Momenti particolarmente significativi per la vita del Nobil Collegio sono stati l’istituzione, nel giorno commemorativo del Santo Patrono, del Premio annuale “Università degli Orefici” attribuito a eminenti personalità del mondo della cultura e dell’arte e ad anni alterni dei Premi biennali “Armando de Simoni” per giovani apprendisti orafi e designers, “Gilberto Lefevre” per giovani cesellatori, e del Premio “Edelmiro Vespasiani Gentilucci” per laureandi con tesi riguardanti il settore del mondo e dell’arte orafa intitolati alla memoria di eminenti orafi soci dell’Università.
La Chiesa di S. Eligio degli Orefici è attorniata da cinquecentesche costruzioni, facenti parte della dotazione “de’beni della Chiesa”, come risulta dalle iscrizioni affisse sugli stabili, tuttora amministrate dal Sodalizio e facenti parte del patrimonio immobiliare.

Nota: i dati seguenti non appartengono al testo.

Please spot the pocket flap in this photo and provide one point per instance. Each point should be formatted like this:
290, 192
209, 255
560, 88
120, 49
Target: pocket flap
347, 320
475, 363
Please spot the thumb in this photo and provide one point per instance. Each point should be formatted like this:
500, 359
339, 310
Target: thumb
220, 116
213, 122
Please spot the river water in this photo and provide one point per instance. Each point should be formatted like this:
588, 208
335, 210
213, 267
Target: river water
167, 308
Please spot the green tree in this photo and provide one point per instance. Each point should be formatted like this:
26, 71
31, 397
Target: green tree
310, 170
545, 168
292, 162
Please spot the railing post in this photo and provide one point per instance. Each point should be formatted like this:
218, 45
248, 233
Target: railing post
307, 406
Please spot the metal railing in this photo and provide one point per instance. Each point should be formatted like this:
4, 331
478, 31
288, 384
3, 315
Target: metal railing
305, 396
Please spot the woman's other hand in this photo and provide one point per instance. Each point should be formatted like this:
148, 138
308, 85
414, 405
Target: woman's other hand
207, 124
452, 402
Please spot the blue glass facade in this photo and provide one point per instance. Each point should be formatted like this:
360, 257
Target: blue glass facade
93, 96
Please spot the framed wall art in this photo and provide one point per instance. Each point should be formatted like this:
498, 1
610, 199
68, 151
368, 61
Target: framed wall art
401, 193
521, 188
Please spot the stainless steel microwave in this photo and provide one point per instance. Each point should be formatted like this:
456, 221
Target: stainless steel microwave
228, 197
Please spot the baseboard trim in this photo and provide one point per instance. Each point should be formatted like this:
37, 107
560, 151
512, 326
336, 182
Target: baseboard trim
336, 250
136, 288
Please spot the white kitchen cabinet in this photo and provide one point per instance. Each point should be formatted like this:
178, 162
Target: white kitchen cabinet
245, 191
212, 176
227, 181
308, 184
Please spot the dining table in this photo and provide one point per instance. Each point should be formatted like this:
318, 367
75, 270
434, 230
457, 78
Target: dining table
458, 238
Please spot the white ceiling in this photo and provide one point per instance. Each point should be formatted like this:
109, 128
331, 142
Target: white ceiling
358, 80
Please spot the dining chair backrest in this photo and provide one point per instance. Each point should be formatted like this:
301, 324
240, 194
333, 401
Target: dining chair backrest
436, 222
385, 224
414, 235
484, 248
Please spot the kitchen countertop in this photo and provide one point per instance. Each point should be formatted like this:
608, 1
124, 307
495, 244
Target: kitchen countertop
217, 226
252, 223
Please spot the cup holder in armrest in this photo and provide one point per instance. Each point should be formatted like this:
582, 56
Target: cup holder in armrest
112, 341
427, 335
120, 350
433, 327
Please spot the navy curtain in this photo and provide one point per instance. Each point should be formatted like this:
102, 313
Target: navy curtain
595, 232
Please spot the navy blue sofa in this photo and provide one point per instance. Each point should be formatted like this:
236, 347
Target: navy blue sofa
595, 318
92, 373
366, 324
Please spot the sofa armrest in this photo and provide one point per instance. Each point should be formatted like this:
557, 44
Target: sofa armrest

Gli orafi ed argentieri del “Nobil Collegio dei Gioiellieri Orefici ed Argentieri dell’Alma città di Roma” , per quasi quattro secoli hanno rivestito cariche importanti ed espletato funzioni caratteristiche: maestri, pesatori e saggiatori della Zecca dello Stato della Chiesa, pesatori e stimatori del Sacro Monte di Pietà, verificatori di pesi e misure con propria giurisdizione e con un gran numero di franchigie, privilegi diritti ed onori, senza mai tralasciare la propria attività artistica.
Il Collegio degli orafi e argentieri annoverò, e annovera, molto spesso personalità artistiche affermate, ricche di capacità e sensibilità, che contribuirono, e contribuiscono, a mantenere alto il prestigio della categoria.